Now then, says the voice of God, (8:9) listen to their voice ; only – you shall solemnly warn them, and show them the ways of the king who shall reign over them.”

As these great prophetic writers share their history with a message what they are wanting to get across to the reader is that Kings can be bad, very bad for the people.

And then in 1 Samuel 8:11ff is an account of all that is worst in Kings who get power in a way that is so damaging. The tragedy of these verses is that all too often in the next five hundred years this is what the Kings of Israel are going to be like.

‘These will be the ways of the king who will reign over you: he will take your sons and appoint them to his chariots and to be his horsemen, and to run before his chariots; and he will appoint for himself commanders of thousands and commanders of fifties, and some to plough his ground and to reap his harvest, and to make his implements of war and the equipment of his chariots. He will take your daughters to be perfumers and cooks and bakers. He will take the best of your fields and vineyards and olive orchards and give them to his courtiers. He will take one-tenth of your grain and of your vineyards and give it to his officers and his courtiers. He will take your male and female slaves, and the best of your cattle and donkeys, and put them to his work. He will take one-tenth of your flocks, and you shall be his slaves.

There is tragedy in the story that is about to unfold. For the people insist. And they are shown the error of their ways as they are given the opportunity to have a king like the nations and find out what the consequences will be.

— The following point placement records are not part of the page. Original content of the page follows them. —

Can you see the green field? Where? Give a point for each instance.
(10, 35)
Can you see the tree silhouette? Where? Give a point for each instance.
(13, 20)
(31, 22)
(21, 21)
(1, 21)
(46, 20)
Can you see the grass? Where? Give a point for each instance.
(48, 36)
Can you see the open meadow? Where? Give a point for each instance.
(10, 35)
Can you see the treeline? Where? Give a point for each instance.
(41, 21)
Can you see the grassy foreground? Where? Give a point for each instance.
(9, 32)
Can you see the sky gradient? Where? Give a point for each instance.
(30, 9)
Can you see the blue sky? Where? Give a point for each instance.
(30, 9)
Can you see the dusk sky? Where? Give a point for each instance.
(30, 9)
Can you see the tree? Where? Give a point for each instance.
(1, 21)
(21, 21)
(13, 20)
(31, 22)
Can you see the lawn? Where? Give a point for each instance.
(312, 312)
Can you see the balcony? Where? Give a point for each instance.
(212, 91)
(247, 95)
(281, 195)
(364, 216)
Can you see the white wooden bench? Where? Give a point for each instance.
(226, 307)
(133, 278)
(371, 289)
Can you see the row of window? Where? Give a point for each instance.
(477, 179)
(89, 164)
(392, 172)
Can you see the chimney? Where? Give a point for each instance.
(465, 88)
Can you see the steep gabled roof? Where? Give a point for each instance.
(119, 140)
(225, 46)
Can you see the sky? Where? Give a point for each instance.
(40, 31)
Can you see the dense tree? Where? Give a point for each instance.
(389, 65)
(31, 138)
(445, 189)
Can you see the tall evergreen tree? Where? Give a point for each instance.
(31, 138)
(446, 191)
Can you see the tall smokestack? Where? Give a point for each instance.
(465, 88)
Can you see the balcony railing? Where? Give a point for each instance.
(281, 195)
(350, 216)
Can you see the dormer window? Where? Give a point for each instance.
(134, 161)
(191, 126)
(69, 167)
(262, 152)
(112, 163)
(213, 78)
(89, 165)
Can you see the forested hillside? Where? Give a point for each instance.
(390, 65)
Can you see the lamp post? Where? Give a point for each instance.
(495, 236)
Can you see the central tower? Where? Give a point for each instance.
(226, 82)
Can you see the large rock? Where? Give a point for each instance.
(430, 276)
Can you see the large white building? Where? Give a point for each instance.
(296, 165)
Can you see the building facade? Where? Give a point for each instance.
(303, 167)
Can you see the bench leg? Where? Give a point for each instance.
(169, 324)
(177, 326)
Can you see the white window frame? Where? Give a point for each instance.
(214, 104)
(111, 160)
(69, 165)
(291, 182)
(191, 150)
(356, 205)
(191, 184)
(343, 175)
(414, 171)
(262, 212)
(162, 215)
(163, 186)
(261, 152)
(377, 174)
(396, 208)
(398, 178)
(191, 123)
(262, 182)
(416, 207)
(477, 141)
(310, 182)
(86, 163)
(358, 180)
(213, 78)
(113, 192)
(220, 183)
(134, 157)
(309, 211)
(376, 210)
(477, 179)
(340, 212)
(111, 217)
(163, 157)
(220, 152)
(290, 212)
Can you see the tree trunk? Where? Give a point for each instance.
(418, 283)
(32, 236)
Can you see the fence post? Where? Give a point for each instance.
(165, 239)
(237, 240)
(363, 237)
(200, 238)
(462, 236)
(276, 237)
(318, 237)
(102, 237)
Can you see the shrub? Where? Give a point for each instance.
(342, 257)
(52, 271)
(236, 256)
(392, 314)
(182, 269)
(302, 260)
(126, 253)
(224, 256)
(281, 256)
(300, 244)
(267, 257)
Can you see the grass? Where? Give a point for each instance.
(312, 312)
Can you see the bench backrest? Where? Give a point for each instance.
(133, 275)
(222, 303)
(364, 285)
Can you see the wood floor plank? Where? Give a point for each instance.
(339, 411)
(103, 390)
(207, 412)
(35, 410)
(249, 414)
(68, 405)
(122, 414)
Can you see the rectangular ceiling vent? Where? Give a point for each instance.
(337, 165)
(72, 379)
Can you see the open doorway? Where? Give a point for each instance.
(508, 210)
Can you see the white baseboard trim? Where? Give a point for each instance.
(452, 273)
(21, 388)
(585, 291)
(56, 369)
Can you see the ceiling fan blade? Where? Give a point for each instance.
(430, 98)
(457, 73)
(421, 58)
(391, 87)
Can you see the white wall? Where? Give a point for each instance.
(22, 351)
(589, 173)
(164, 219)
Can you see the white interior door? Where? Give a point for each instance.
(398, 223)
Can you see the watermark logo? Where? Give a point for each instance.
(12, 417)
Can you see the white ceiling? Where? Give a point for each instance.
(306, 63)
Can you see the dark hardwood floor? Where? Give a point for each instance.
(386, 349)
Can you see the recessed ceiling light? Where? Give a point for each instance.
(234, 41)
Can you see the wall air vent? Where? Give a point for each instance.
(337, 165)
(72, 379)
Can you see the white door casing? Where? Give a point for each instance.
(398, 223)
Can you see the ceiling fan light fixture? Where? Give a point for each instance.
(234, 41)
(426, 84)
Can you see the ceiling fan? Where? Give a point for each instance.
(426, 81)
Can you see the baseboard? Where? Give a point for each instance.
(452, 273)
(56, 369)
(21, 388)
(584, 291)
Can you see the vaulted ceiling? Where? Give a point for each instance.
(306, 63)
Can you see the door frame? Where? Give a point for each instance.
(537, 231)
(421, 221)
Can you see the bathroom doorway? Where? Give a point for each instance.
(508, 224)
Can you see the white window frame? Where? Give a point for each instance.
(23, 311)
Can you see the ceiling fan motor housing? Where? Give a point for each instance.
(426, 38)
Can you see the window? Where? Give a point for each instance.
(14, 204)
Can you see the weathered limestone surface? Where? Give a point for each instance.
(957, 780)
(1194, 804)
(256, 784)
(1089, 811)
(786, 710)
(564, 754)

But the people refused to listen to the voice of Samuel; they said, ‘No! but we are determined to have a king over us, so that we also may be like other nations, and that our king may govern us and go out before us and fight our battles.’

If John was in Samuel’s shoes this is his indictment against Herod Antipas.

When Jesus lines up with John this is what he recognises has gone wrong.

And when he is confronted by the Devil in the wilderness this is the kind of kingship that he is being tempted with. All powerful. All conquering. But Jesus’ kingship is very different from this. It is the opposite.

For we know that the voice of the Lord says of Jesus This is my Son, my beloved, in whom I am well pleased.

It is against this backdrop that it begins to make sense – Jesus is a suffering servant messiah, who rejects the war horse but enters Jerusalem on a donkey, who goes to his death.

What difference does this make.

The architecture is impressive, but there is something inside me that says the Normans who gave us our great Mediaeval Cathedrals missed the point.

The Jesus I look to is not the high and mighty, majestic one towering above us beyond reach at the top of that west wall of Salisbury Cathedral. Ruler of All. Pantocrator.

The Jesus I look to is the Jesus who is with us in the mess of this life, suffering as a servant alongside us as we walk through the valley of the shadow of death.

He does not come to fight our battles with the weapons of war, he comes to love our enemies, and to be with us as we seek to do just that as well.

In the wake of the Japanese earthquake I found it moving to re-visit the novels of the great Christian Japanese novelist. How wrong the western missionaries were to present to the Japanese people a Christ in majesty, ruler of all, pantocrator.

In his novels, Shusaku Endo presented to the people of Japan a suffering servant Christ who is alongside people in their suffering.

That is the Christ we need to look to. For that is the very nature of the kingdom of heaven that Christ has ushered in for us.

How different it is from the way the world sees glory, and power, and authority and dominion.